[Dshield] RBL deaths OT?
kaos at earthlink.net
Thu Sep 25 17:00:46 GMT 2003
David Sentelle wrote:
> So lots of RBLs are dying. That's because they're free. Why isn't
> there a commercial one?
There is/was. MAPS ran the first successful RBL and took it commercial some
time ago. Unfortunately, some bad decisions on their part coupled with
several good free RBLs marginalized them fairly quickly afterwards. Of
course, there are also several non-RBL commercial anti-spam services like
Brightmail and Postini.
The Spamhaus Block List is still free and still running just fine. As is
Wirehub (or whatever they're called now). The big difference between these
guys and the ones that got DDoSed to death is adequate decentralization.
Osirusoft and Monkeys were both dependent on a small number of machines on a
single network, making them ideal targets for a DDoS.
> A network with 100 'average' users might receive 1000 emails daily?
A small business domain I administer with 65 users received 639 messages
yesterday, so this seems pretty close.
> What is that in bandwidth? 3k per positive spam lookup, maybe 1k for
> negative spam result lookups? 300k per site per day? 100,000 similar
> clients using the RBL would generate 30000Mb of bandwidth? a T3 with
> 45Mbps should be able to handle that much data in under 2 hours,
> right, so spread out over all day would work, right? With room to grow?
I think your estimates per lookup are very high. DNS is a fairly compact
protocol. Also keep in mind that usage is not going to be uniform
throughout the day. Over 50% of our e-mail volume happens in a four hour
window on weekdays.
> What's a T3 cost annually? $500,000? Any ideas? I don't even have a
> full T1, and no way to gauge the cost of a T3.
Highly variable, depending on where you are and how much clout you've got
with the various telcos. I'd estimate an "average" cost per T3 would be
> Would 4 servers be enough to handle the load? Lets estimate that
> those 4 beefy servers would cost a total of $40,000.

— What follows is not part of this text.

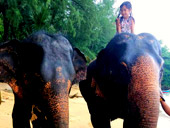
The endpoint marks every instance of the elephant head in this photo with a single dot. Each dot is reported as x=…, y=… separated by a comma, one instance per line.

Here's the rub. Unless you decentralize the service and spread it across
many servers on multiple networks you're painting a big fat target on
yourself for the spammers.
I suggest checking out the SPAM-L mailing list; there's a fairly intense
discussion going on right now regarding the critical success factors for
RBLs and what the next generation of spam blocking tools might look like.